Allow Periodic Inspections by Drug Inspectors

Licensed manufacturers are subject to regular and surprise inspections by AYUSH Drug Inspectors appointed under the Act. Inspectors verify GMP compliance, batch records, labeling, and testing standards. Cooperation during inspections is mandatory, and non-compliance may lead to warnings, suspension, or even cancellation of the license.

Conclusion

The AYUSH License Registration is more than a regulatory formality; it is a structured compliance process that ensures the safety, authenticity, and quality of traditional medicines. It is governed by the Drugs and Cosmetics Act, 1940, the Drugs and Cosmetics Rules, 1945, and the GMP requirements outlined in Schedule T for Ayurvedic, Siddha, and Unani drugs and Schedule M-1 for Homoeopathic medicines. To secure this license, businesses must prepare thoroughly by setting up compliant premises, hiring qualified technical staff, and maintaining proper documentation and quality standards.

In recent years, regulatory updates have further strengthened this framework. Initiatives such as the digital e-AUSHADHI portal, the introduction of the Ayurveda Āhāra regulations, 2022, and proposed modern GMP amendments highlight the shift toward transparency and stricter oversight. A valid AYUSH license not only ensures compliance but also builds consumer trust and supports the global recognition of India’s traditional medicine sector.

Frequently Asked Questions (FAQs)

Q1. What is an AYUSH License?

Ans. An AYUSH License is a mandatory approval granted by the State Licensing Authority to manufacture, market, or sell Ayurvedic, Siddha, Unani, and Homoeopathic (ASU&H) medicines in India.

Q2. Which law governs AYUSH License Registration?

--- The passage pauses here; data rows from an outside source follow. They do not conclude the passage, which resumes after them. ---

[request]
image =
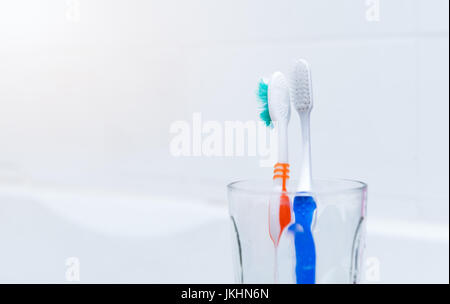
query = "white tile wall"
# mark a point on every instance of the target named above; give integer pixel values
(90, 101)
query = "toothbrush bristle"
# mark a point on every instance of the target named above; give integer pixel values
(279, 100)
(301, 92)
(263, 98)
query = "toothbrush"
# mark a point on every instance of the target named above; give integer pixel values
(274, 97)
(304, 205)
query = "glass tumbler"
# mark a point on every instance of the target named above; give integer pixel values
(338, 232)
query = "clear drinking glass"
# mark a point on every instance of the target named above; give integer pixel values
(338, 230)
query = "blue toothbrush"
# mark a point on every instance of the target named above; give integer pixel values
(304, 205)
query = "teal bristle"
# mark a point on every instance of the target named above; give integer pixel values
(263, 99)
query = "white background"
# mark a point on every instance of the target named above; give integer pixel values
(89, 89)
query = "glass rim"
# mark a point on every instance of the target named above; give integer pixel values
(352, 186)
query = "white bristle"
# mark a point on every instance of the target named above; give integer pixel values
(301, 89)
(279, 105)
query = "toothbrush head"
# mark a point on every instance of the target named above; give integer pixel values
(263, 99)
(279, 99)
(301, 87)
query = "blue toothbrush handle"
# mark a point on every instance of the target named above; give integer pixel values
(305, 250)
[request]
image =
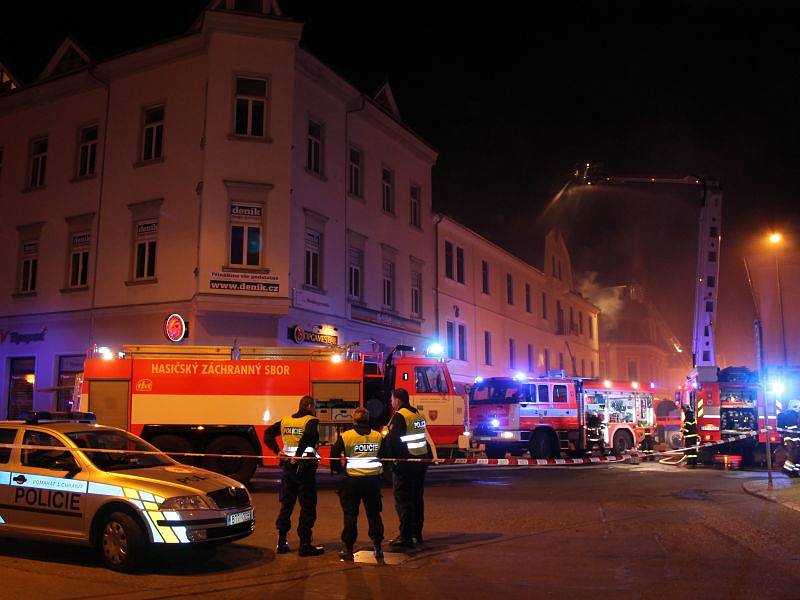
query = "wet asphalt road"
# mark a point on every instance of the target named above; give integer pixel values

Ans. It is governed by the Drugs and Cosmetics Act, 1940 and the Drugs and Cosmetics Rules, 1945, with specific provisions in Schedule T (ASU) and Schedule M-1 (Homoeopathy).

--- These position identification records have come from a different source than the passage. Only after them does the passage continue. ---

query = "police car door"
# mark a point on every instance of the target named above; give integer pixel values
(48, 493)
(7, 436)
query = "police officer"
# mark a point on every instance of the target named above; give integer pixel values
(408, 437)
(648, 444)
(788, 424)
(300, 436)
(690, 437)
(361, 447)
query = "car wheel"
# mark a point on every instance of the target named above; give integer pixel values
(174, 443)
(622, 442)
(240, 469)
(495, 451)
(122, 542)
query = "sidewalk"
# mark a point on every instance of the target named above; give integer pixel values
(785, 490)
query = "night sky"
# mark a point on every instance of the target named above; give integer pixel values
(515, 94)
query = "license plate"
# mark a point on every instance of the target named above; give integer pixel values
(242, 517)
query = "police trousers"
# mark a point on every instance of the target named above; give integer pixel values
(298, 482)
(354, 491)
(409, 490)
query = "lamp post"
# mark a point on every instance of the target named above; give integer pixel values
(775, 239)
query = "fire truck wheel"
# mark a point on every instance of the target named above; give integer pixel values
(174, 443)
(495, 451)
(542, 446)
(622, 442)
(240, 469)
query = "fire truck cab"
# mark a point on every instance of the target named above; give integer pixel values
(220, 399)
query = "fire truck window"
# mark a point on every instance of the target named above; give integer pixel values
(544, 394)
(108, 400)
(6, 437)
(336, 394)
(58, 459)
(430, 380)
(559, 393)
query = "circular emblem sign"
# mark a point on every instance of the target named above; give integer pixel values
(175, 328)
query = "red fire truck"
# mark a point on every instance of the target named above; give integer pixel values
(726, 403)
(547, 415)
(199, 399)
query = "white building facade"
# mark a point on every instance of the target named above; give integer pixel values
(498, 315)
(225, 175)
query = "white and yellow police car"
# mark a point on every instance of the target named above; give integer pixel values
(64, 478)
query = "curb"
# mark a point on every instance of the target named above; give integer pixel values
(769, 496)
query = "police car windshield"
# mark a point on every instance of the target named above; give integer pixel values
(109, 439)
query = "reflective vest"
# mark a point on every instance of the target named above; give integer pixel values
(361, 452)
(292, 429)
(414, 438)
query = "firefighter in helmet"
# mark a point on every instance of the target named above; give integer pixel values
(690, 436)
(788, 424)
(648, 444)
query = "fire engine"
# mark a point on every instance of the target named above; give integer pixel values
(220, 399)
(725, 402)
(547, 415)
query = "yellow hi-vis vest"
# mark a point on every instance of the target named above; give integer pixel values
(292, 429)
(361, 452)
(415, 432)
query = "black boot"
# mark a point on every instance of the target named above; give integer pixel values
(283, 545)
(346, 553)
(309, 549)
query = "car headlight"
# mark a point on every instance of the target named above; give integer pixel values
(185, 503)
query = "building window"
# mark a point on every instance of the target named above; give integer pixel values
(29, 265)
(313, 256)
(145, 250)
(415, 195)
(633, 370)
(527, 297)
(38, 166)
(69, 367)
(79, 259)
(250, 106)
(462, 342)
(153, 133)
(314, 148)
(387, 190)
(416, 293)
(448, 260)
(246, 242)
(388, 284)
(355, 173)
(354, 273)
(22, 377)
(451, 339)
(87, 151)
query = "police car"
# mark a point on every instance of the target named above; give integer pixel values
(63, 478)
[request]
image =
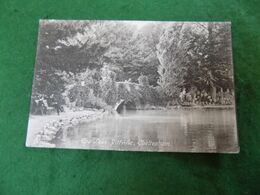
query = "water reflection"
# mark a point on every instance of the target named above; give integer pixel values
(198, 130)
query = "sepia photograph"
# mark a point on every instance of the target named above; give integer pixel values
(134, 86)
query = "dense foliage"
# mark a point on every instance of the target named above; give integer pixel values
(95, 63)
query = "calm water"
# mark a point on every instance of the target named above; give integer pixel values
(198, 130)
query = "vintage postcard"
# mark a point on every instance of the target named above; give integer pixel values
(134, 86)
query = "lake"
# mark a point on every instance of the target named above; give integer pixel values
(181, 130)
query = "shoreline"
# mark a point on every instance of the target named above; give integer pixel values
(43, 130)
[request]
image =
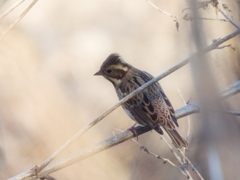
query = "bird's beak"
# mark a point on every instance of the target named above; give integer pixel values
(99, 73)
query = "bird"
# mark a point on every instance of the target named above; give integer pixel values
(151, 107)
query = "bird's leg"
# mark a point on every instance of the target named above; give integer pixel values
(132, 129)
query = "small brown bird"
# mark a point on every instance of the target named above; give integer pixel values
(150, 107)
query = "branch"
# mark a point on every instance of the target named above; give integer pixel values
(213, 46)
(114, 140)
(18, 19)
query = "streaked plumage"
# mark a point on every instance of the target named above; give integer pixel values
(150, 107)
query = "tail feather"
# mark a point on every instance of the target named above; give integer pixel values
(177, 140)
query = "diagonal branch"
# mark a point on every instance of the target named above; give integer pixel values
(114, 140)
(213, 46)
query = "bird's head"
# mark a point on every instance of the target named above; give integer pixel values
(114, 69)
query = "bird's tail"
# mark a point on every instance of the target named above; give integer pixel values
(177, 140)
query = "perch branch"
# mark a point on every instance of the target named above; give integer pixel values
(114, 140)
(213, 46)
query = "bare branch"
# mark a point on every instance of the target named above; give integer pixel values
(213, 46)
(113, 141)
(18, 19)
(165, 160)
(226, 16)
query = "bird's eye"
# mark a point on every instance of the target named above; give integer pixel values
(109, 71)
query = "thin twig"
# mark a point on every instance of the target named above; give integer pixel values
(165, 160)
(113, 141)
(213, 46)
(186, 17)
(226, 16)
(18, 19)
(188, 118)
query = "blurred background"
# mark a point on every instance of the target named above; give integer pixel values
(48, 91)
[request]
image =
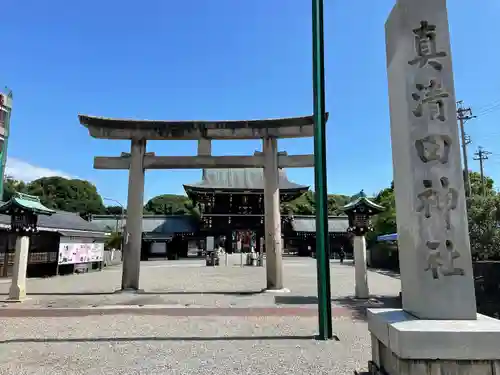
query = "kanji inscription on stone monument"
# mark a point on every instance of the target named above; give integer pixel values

Q3. Who issues AYUSH Licenses in India?

Ans. Licenses are issued by the State Licensing Authority (SLA) of the respective State or Union Territory where the unit is located.

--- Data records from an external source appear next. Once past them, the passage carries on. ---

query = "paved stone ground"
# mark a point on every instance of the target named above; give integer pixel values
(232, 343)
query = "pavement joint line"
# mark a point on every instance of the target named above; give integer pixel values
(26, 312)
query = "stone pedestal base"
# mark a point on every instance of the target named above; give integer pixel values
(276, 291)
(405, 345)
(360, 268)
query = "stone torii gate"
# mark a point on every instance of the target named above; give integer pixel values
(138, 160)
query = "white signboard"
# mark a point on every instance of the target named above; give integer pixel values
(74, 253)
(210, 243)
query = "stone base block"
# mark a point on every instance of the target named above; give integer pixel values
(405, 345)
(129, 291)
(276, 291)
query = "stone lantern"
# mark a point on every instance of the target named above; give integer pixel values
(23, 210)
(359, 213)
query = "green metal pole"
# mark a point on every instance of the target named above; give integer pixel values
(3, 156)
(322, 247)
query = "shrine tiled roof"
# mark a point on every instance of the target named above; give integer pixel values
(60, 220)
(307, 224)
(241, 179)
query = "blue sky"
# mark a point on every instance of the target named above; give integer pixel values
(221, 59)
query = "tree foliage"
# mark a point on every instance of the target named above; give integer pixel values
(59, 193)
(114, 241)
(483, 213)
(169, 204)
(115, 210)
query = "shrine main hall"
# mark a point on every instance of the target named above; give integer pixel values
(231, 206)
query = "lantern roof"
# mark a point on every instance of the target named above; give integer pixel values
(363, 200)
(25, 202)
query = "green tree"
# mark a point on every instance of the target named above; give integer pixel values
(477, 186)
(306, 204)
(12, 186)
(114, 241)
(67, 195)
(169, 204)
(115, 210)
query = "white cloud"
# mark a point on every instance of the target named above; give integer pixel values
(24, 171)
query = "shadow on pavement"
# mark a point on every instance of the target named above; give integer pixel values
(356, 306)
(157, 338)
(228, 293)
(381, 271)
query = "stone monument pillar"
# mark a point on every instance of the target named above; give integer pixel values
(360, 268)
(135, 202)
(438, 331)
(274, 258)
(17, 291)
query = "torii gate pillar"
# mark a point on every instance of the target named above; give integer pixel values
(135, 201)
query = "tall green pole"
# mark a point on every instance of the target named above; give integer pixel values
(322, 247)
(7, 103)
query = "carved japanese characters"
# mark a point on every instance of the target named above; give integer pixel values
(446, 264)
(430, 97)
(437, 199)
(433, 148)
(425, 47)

Q4. What documents are required for AYUSH License registration?

Ans. Key documents include business incorporation papers, proof of premises, factory layout, technical staff qualifications, QC lab details, SOPs, batch records, and sample labels.

Q5. How is the application for an AYUSH License filed?

Ans. Applications are filed online via the e-AUSHADHI portal, where applicants upload documents, provide business details, and pay government fees.

Q6. Is inspection mandatory for AYUSH License approval?

Ans. Yes. A State Drug Inspector visits the facility to verify compliance with GMP standards before granting the license.